В памяти отпечатался ее смертный облик, «посмертная маска». Пустое тело, испустившее последних дух, заснувшее беспробудным сном.

Отгоняю эти воспоминания, хочу вспоминать ее живой, теплокровной, вечно что-то делающей, сглаживающей углы, энергичной и любящей жизнь.

Дома всегда было чисто, все четыре комнаты убраны, вещи всегда лежали на своих местах, из кухни тянулся легкий аромат вкусненького.

Как я любила мамины пирожки, булочки, хворосты, пряники, ватрушки, сырники, творожники. Уплетала их, как Карлсон, один за другим. Тесто всегда слушалось маминых рук, у неё получались вкусные выпечки, разве их сравнишь с магазинным?

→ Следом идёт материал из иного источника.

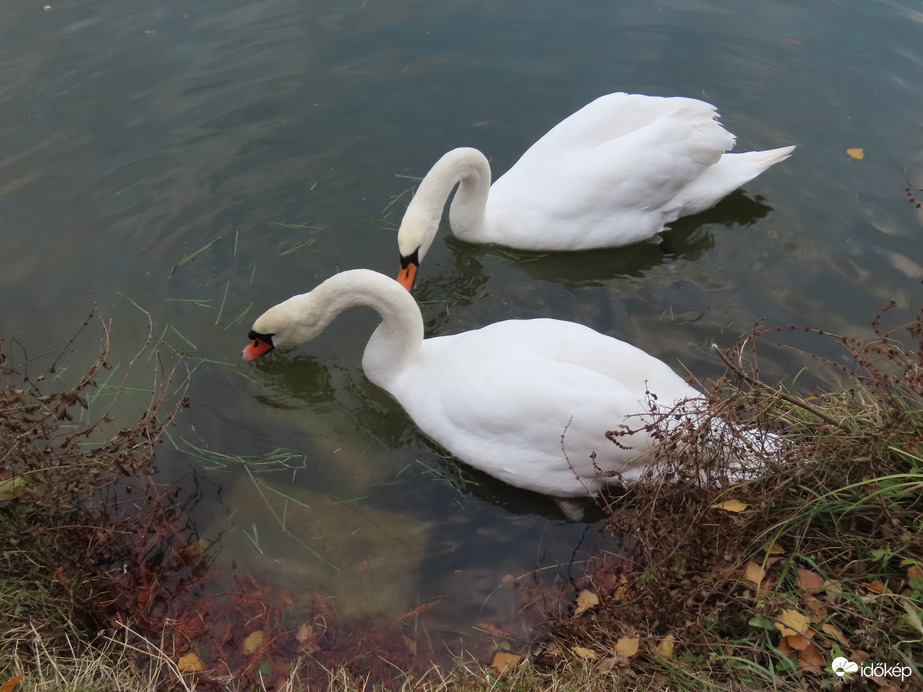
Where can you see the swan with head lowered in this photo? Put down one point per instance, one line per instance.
(613, 173)
(525, 401)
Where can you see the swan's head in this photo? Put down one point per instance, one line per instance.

Как она успевала? И дом блестел чистотой, и обед всегда был готов, и белье было выстирано и открахмалено. А ведь она ещё работала в институте, читала лекции, принимала экзамены, зачеты по труднейшим дисциплинам - тригонометрическая геометрия, черчение.

Ещё она была матерью не только нас, ее родных детей, но и всей ее большой семьи. На каждую зарплату она прикупала что-то для своих сестёр и братьев, затем их детей. Никогда не забывала о них. Если что-то покупалось: кастрюля, хрустальная ваза, одежда, люстра-то обязательно в количестве плюс один, для сестёр и братьев.

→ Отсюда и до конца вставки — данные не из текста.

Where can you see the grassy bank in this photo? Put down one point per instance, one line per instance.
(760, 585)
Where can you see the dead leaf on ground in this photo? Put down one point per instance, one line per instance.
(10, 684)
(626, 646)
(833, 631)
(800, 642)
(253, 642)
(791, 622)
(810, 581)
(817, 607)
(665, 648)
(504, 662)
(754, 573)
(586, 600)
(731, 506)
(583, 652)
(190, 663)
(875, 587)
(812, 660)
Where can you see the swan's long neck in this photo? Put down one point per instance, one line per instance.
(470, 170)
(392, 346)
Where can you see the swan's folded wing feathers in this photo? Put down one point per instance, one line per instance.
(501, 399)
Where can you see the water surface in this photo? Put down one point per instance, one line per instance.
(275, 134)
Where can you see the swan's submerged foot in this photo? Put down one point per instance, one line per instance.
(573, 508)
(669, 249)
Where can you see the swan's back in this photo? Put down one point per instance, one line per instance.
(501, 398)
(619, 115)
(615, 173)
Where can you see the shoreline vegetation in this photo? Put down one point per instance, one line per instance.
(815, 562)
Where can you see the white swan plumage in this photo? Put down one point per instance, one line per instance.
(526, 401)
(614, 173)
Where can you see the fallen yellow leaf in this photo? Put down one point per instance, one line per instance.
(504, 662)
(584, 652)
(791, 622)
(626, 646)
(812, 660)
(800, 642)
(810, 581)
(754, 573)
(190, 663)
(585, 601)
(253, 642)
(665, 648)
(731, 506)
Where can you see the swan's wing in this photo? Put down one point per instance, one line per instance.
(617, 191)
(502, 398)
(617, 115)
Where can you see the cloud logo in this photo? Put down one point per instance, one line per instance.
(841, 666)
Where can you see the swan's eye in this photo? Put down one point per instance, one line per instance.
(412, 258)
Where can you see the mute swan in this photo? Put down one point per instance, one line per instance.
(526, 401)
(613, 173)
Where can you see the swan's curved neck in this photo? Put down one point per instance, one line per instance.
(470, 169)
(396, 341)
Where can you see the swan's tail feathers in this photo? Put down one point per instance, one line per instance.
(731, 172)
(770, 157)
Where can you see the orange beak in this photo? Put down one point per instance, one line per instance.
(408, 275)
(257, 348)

Ей было важно, что ее родные кушают, из чего едят, как одеты, какая у них мебель, занавески, ковры, люстры, сережки, кольца и часы, какое высшее образование получают, где работают...Должно было быть самого лучшего качества. Фюжеры из богемского стекла, чайный и обеденный сервиз из дорогого фарфора, серебряные приборы, хрустальные люстры и персидские ковры. Она знала толк, как бы сейчас сказали, в lifestyle. Все ее домочадцы должны иметь диплом о высшем образовании.

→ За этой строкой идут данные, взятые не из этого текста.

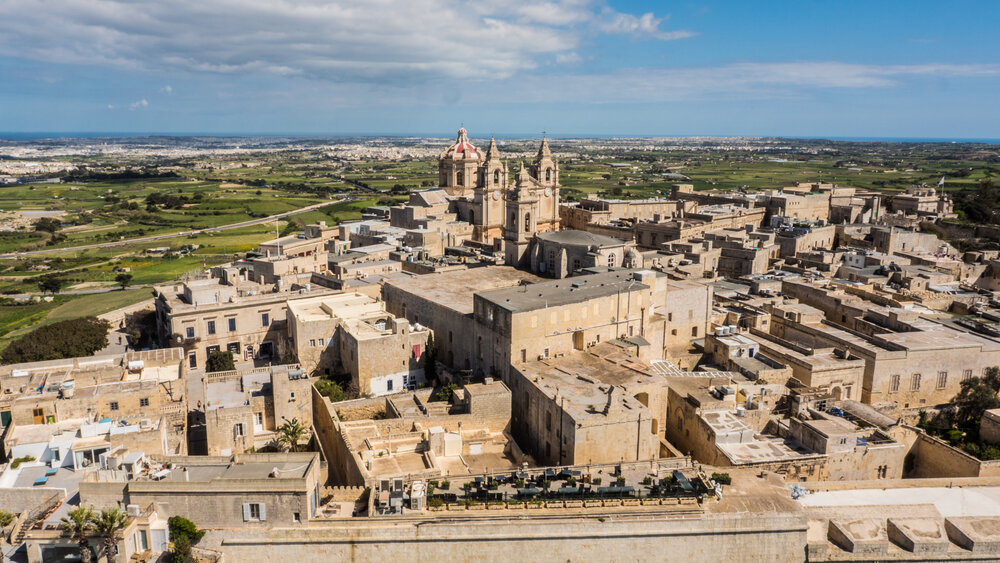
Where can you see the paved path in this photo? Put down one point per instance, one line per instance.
(221, 228)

Но главный ее дар заключался в сплачивание всей семьи, приглаживает всех шероховатостей. Все должны были пристроены, вовремя ее родные должны были создавать семью, их свадьбы отыгрывались помпезно, все должны были иметь хорошую работу, содержать свои семьи достойно. Если кто-то из знакомых, случалось, был одиноким, тутже мама находила подходящую пару и, как сваха, устраивала их брак. А по праздникам, по дням рождения вся большая семья собиралась вместе. Вкусно ели, мама играла на пианино, и мы танцевали и пели. Никогда не судачили или сплетничали, а просто радовались успехам друг друга.

У мамы никогда не было депрессии, сомнений. Она любила жизнь, красоту через красивые вещи, природу, искусство и архитектуру. Всю жизнь вспоминала Эрмитаж и Ватикан, которые ей удалось посетить.

Про наши дачные посиделки можно написать отдельно многотомный роман.  Застолья устраивались на человек тридцать-сорок. Обед и ужин из семи блюд, обычно заканчивались очень поздно, и гости непременно оставались ночевать. У всех были чистые накрахмаленные белье и постели, всем выдавались ночнушки и пижамы. А когда гости покидали нас, им всем выдавались корзины с вкуснейшим виноградом из нашего сада.

Теперь этого никто не делает: или у всех есть свои дачи, свои хоромы и все другое...

Каждый день хожу на работу в Софии, и на трамвайной остановке меня окружают голуби. Голуби здесь везде, часто прилетают к нам на балкон. Недавно одна голубка провела морозную ночь у нас на балконе, и отдохнувши и набравшись сил, улетела утром.

Муж говорит, что это- мама с нами. Мне тоже приятно так думать.